FARGO — Josh Morton has been part of a college athletic program making the move up to NCAA Division I before. This time, it’s with a private school.
Morton is the first-year athletic director at Augustana University in Sioux Falls, S.D., which announced Thursday that it will be making the move from Division II athletics to Division I. Morton was an assistant athletic director at the University of North Dakota when it made the move to Division I.
“You can learn a lot from other experiences, no question,” said Morton, the son of former North Dakota State head football coach Don Morton. “But as a private school, we are different. Every school is unique.”
Augustana is expected to move to the Summit League, which includes 12-year member NDSU and first-year member UND. But neither Morton nor Summit League commissioner Tom Douple would confirm that is happening.
“Those are confidential matters right now,” Morton said.
“I have had just casual conversations,” said Douple, who in his 14 years as the Summit League commissioner has always refused to comment on potential new membership. “I haven’t had one conversation with them in any of our meetings. Best of luck to them. It’s always good to see folks who want to improve.”
A school seeking to make a move to Division I faces a four-year transition period, like NDSU and South Dakota State did from 2004 to 2008 when they moved from Division II to the Division I Summit League. But before a school can start to make a formal reclassification, it must be accepted by a conference first.
“We would like to secure an invitation to a conference by December of 2020,” Morton said. “It may take longer, we don’t know.”
“Membership is a marathon, not a sprint,” said Douple, whose Summit League office moved to Sioux Falls this past year.

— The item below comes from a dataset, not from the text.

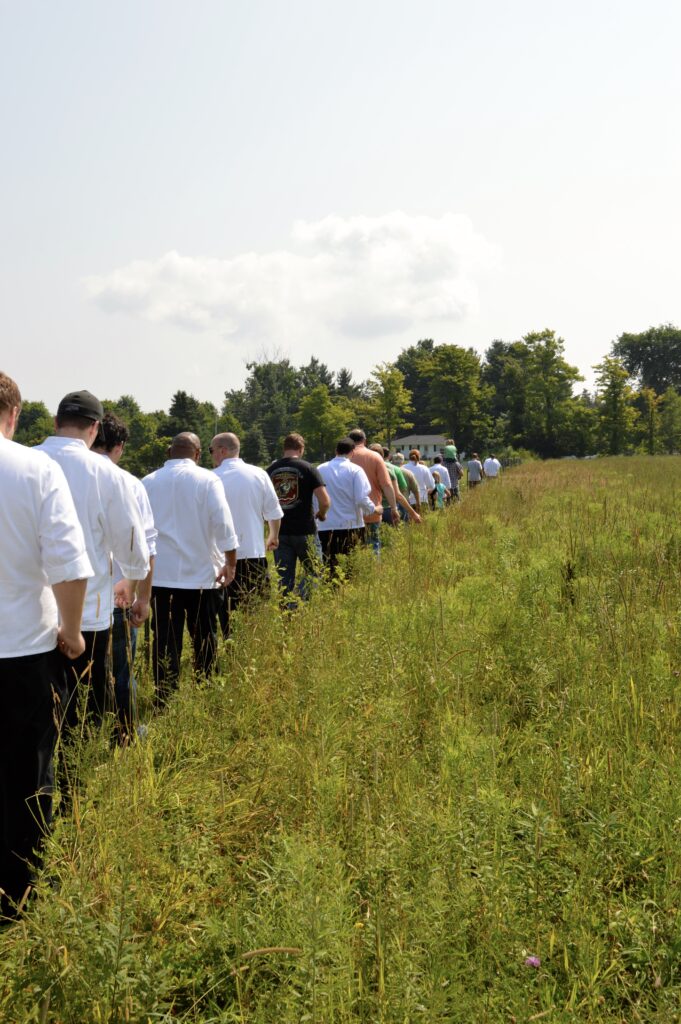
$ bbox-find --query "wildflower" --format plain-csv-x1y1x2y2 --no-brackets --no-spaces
524,955,541,968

When NDSU and SDSU were accepted by the Summit League in 2004, the conference was known as the Mid-Continent Conference. It became the Summit League in 2007, the first year NDSU and SDSU could play in the conference, but were ineligible for postseason play. In 2008, NDSU won the Summit League men’s basketball tournament.
Since that time, the Summit League has seen five teams leave with Indiana Purdue-Indianapolis, Oakland (Mich.), Southern Utah, Missouri-Kansas City and Centenary (La.). Four new teams have joined the league with South Dakota, Denver, Omaha and UND. Oral Roberts left the league but has since returned, giving the Summit League nine members.
“An even number like 10 could be good for scheduling purposes,” Douple said. “But you can make it work for any number. We want to make sure any new member is the right fit. That is more important than any number.”
For the Summit League to be awarded an automatic bid for the NCAA men’s and women’s basketball tournaments, it needs a minimum of seven members. Adding Augustana would give the Summit League an even more comfortable cushion in maintaining its minimum-number requirement for not only basketball but for baseball, too.
NDSU athletic director Matt Larsen would not speak specifically about Augustana.
“But in general, our league has had a lot of conversations about expansion and getting to that even number,” Larsen said. “It makes sense for a lot of reasons ... stability, travel partners and additional home games. It’s hard to get home games, especially in basketball. It would make life a lot easier.”
Augustana is a private liberal arts school with 2,100 students. Augustana currently has an athletic budget of $10.3 million. NDSU has a budget of $23.2 million, while SDSU has a budget of $20 million.
“We realize in order to compete, we will have to generate more revenue,” said Morton, who helped raise $22 million while at UND from 2009 to 2012 and $23 million over five years at his last job at Division I Michigan State, which is in the Big Ten Conference. “Being located in Sioux Falls, it helps a lot. It’s a growing community. The economy is strong. And we already have a lot of corporate sponsorships and many more that are untapped.”
Augustana is currently a member of the Division II Northern Sun Intercollegiate Conference, a 16-team league that includes Minnesota State Moorhead. Morton said Augustana will continue competing in the NSIC until it finds a new Division I conference.
MSUM athletic director Doug Peters doesn’t think Augustana’s departure will affect the NSIC.
“One school does not make or break the NSIC,” Peters said. “We are obviously the strongest Division II conference in the country. With Augustana or any school leaving, it won’t change that.
“Obviously, it will change scheduling. But that’s the beauty of being in a larger league. We have some flexibility with scheduling.”
Augustana has had success at the Division II level. The men’s basketball team, coached by former NDSU coach Tom Billeter, won an NCAA Division II championship in 2016. The baseball team won a Division II championship in 2018.
Augustana opened a new on-campus football stadium in 2009. But if Augustana were to join the Summit League, it would have to find a different conference for football. The Summit League sponsors 19 sports, but not football.
“We are committed to football, we just have to find the right league,” Morton said.
Peters said he wishes Augustana the best of luck with its transition.
“I sincerely hope they have the success that they want,” Peters said. “We are in a region where we have seen a lot of schools make the move to Division I and have some success. We’ve had a great seat in the peanut gallery to watch that. And it will be interesting to watch how Augustana navigates that course.”